The help comes in several steps. First, the engineers drill a well that can go up to 250 meters deep into the ground to reach the aquifer. A water tower up to ten meters high will then be erected, on which solar panels will then be erected in order to capture the solar energy to operate a pump. “We then lift a 10,000 liter water tank to the top of the tower to collect the pumped groundwater,” reports Sivan Yaari.

Trenches are then dug in a four-kilometer radius around the village. “We are laying pipes to bring the water to the taps. Community members will be involved in the construction work along with our contractors.” Between 10 and 15 water stations will be set up throughout the village.

An in-house remote monitoring technology will be installed prior to completion.

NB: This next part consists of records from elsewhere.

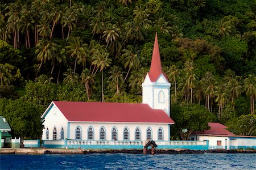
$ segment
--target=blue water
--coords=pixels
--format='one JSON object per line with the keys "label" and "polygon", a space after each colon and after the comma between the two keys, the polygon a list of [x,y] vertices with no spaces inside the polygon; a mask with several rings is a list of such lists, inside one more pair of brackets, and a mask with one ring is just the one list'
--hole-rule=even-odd
{"label": "blue water", "polygon": [[1,169],[256,169],[256,154],[0,155]]}

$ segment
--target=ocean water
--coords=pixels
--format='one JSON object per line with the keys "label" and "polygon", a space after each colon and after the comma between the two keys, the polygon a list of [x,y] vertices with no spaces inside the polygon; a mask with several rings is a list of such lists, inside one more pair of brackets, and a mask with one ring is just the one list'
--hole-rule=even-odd
{"label": "ocean water", "polygon": [[256,169],[255,154],[0,155],[0,169]]}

This is particularly important for sustainability. It allows the NGO to track electricity and water consumption in real time. In the event of malfunctions, there are warning messages. If problems arise with a project after a few years, the team at “Innovation: Africa” ​​will know immediately.

At the end, the community members turn on the taps and the village receives clean, safe drinking water for the first time.

The NGO receives money from a foundation, and private individuals, families and organizations finance the individual projects with their donations. The biggest difficulty is deciding which village to help first, reports Sivan Yaari. Hundreds of millions of people still live without electricity and suffer from a lack of clean water. “We’re working with local governments and going into areas where we know the government isn’t going to get there anytime soon so we can help those who aren’t.”

Residents in some remote areas know Israel from the Bible. “For them it is as if God had come and answered their prayers. Suddenly they have clean water and light.” Israel is also admired by the local governments. “For them, Israel is a model of success that they aspire to.” In just 75 years, Israel has become a country that “wants to share infrastructure, technology and knowledge” with other countries.